# Confused on how to install K-Lath stucco paper



## noquacks (Jun 5, 2010)

People,

I am closing off a doorway to outside. Now, need to nail on K-Lath welded wire lath/paper, but am confused as heck. Webside is useless. 

Any tips/references appreciated. (I have a hunch its put on longways horizontal, not vertical, just as a start)


----------



## Canarywood1 (May 5, 2012)

noquacks said:


> People,
> 
> I am closing off a doorway to outside. Now, need to nail on K-Lath welded wire lath/paper, but am confused as heck. Webside is useless.
> 
> Any tips/references appreciated. (I have a hunch its put on longways horizontal, not vertical, just as a start)


 

Expanded metal lath has a diamond shaped mesh. In order to form a proper holding base for stucco or plaster, the pockets formed by the mesh should face upward. The mesh should feel rough if you run your hand downward across it and smooth when running your hand upward.

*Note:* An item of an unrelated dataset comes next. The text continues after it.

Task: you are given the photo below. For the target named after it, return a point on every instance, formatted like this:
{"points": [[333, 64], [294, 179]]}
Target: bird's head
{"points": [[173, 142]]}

Read more: DIY Expanded Metal Lath Installation | eHow.com http://www.ehow.com/way_5765761_diy-expanded-metal-lath-installation.html#ixzz25uJGDF7d


----------



## noquacks (Jun 5, 2010)

Canary,

I am not using diamond. I am using K-Lath. Home depot. K lath is NOT diamond. But thanks for trying to help......

Still confused.


----------



## Bud Cline (Mar 12, 2006)

Their website contains all of the information you need. I don't see why you say their website is useless.

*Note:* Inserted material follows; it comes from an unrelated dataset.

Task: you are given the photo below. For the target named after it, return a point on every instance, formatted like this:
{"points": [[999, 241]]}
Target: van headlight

http://www.klathwire.com/snapfiles/Woven_Wire_Installation_Instructions_2.pdf


----------



## noquacks (Jun 5, 2010)

Bud Cline said:


> Their website contains all of the information you need. I don't see why you say their website is useless.
> 
> http://www.klathwire.com/snapfiles/Woven_Wire_Installation_Instructions_2.pdf


Thanks, bud, but (and sory for late reply) wopuld help v much if they could have gotten their engineer who came up with these instructions to include simple diagrams/pictures. Much of this terminology (weep, screed, ) if foreign to me, and a DIYer. 

Guess its better than nothing- but leaves much to interpretation, IMO.


----------



## Bud Cline (Mar 12, 2006)

> Thanks, bud, but (and sory for late reply) wopuld help v much if they could have gotten their engineer who came up with these instructions to include simple diagrams/pictures. Much of this terminology (weep, screed, ) if foreign to me, and a DIYer.


Fair enough...
I do probably perceive their website differently than you do.


----------